Simultaneous Khintchine theorem on manifolds in positive characteristics: convergence case
Noy Soffer Aranov, Sourav Das, Arijit Ganguly, Aratrika Pandey
TL;DR
This work establishes the convergence case of the Khintchine–Groshev theorem for analytic non-planar manifolds over local fields of positive characteristic, extending prior real-field results to function fields. The authors adapt the BY counting framework to the ultrametric function-field setting, confronting new challenges from extending to $\mathcal{K}_{\ell}$ and handling discrete subgroups; they develop auxiliary geometry-of-numbers results and a first-minima analysis to bound rational points near manifolds.

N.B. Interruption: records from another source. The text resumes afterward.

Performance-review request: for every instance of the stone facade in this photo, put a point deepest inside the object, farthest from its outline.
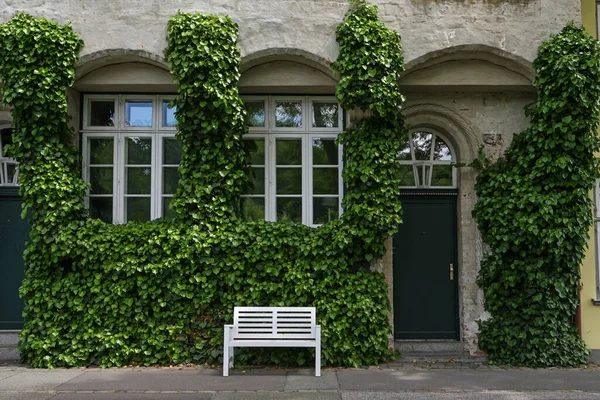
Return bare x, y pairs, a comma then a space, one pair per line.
468, 71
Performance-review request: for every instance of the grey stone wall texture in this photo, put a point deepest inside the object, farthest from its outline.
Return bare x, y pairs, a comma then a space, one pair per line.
469, 70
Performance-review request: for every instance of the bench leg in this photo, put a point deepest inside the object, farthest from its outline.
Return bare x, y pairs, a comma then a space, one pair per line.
318, 353
226, 353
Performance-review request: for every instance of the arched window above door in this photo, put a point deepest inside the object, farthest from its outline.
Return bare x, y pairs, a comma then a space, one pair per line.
426, 161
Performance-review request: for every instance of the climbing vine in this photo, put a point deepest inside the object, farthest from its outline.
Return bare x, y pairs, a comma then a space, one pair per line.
534, 211
160, 292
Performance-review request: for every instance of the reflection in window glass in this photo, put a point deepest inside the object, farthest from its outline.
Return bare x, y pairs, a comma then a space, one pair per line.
289, 151
325, 209
288, 114
325, 115
139, 150
138, 113
253, 208
255, 151
102, 113
101, 151
422, 145
168, 115
325, 152
137, 209
441, 150
289, 209
255, 113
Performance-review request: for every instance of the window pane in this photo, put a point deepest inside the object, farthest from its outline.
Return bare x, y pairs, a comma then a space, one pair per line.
289, 152
258, 180
441, 150
137, 208
168, 114
102, 113
441, 175
288, 114
171, 151
289, 181
139, 150
422, 145
101, 208
101, 151
325, 209
289, 209
255, 113
423, 175
101, 180
5, 139
325, 152
407, 175
325, 181
170, 180
167, 212
255, 151
138, 180
404, 154
253, 208
138, 113
325, 115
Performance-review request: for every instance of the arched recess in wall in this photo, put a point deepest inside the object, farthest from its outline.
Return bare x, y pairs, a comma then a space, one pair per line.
285, 70
294, 120
471, 67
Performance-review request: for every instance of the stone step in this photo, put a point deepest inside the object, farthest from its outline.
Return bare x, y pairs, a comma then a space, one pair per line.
429, 346
453, 358
8, 346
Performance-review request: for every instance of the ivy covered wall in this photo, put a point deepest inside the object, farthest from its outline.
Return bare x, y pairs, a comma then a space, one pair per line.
160, 292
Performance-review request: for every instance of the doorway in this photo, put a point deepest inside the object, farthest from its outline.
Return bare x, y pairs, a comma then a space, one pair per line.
425, 268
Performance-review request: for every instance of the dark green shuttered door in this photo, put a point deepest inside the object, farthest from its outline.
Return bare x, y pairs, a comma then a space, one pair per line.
13, 234
425, 296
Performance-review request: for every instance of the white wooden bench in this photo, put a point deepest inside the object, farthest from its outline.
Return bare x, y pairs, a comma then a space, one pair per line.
272, 327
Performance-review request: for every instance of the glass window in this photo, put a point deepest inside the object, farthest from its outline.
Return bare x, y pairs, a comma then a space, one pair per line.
132, 175
426, 161
8, 167
296, 167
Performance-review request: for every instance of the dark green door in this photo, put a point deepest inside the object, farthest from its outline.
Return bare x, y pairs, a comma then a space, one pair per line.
425, 289
13, 234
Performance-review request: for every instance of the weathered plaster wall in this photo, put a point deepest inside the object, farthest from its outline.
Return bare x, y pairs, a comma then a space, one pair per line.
470, 119
425, 25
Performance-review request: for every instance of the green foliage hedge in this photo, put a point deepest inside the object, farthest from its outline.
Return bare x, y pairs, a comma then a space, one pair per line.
534, 211
160, 292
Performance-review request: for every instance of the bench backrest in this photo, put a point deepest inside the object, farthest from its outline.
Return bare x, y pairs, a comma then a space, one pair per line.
274, 322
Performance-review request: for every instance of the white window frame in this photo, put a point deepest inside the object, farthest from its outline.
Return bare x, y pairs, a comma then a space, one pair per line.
414, 162
119, 134
270, 133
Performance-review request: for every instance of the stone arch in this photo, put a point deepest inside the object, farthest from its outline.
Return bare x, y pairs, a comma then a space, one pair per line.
469, 67
286, 69
463, 136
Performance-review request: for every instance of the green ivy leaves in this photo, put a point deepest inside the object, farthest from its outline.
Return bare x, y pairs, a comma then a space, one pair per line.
160, 292
534, 211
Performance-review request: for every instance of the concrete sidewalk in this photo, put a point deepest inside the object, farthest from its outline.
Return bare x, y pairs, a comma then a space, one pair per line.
444, 381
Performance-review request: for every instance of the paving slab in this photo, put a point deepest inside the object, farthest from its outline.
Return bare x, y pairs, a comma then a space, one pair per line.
305, 380
133, 396
7, 373
143, 379
514, 379
303, 395
39, 379
26, 396
490, 395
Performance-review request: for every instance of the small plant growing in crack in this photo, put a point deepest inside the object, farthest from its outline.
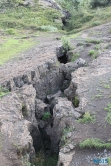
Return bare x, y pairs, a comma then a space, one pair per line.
25, 161
108, 116
3, 91
87, 118
98, 96
76, 101
75, 56
64, 139
65, 43
46, 116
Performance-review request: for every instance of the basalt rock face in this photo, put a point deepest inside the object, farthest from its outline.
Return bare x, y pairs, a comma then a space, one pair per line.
14, 126
34, 114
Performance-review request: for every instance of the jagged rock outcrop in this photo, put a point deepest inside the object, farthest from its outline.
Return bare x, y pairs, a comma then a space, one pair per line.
63, 114
13, 124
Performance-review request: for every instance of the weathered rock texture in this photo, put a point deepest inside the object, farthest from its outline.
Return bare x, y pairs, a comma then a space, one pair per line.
92, 87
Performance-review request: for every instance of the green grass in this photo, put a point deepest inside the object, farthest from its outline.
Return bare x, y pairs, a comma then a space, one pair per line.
94, 41
87, 118
13, 46
87, 18
29, 18
94, 143
75, 56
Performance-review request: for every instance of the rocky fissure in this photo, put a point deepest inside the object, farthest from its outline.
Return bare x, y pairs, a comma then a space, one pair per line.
39, 106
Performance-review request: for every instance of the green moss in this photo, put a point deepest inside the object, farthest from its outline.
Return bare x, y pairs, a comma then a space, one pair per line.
87, 118
46, 116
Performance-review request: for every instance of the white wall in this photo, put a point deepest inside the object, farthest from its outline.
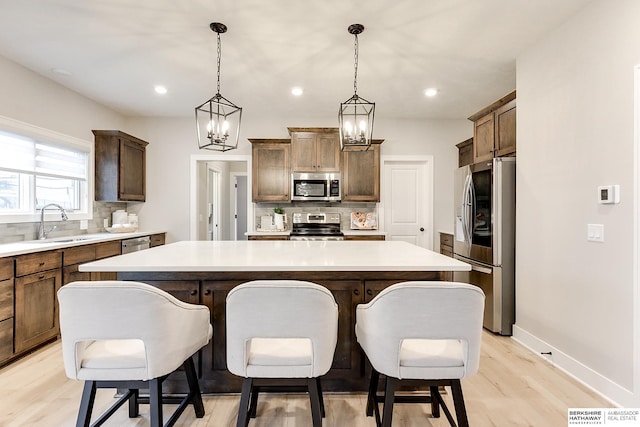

The main outputs are a metric-zero result for almost every point on the manifold under the convergent Khintchine sum and a corresponding Hausdorff-dimension bound under joint summability conditions. These results deepen the understanding of Diophantine approximation on manifolds in positive characteristic and introduce techniques applicable to discrete subgroups in function-field geometry. The findings enhance the toolkit for metric Diophantine problems over function fields and link ultrametric analysis with lattice-point counting in non-archimedean settings.
Abstract
In this article, we prove the convergence case of Khintchine's theorem for analytic nonplanar manifolds over local fields of positive characteristic, in the setting of simultaneous Diophantine approximation. Our approach is based on the method of counting rational points near manifolds developed by Beresnevich and Yang. The results obtained here extend the work of Beresnevich and Yang, and Beresnevich and Datta, to the function field setting. In the course of the proof, we also establish several new results in the geometry of numbers over function fields, which are of independent interest.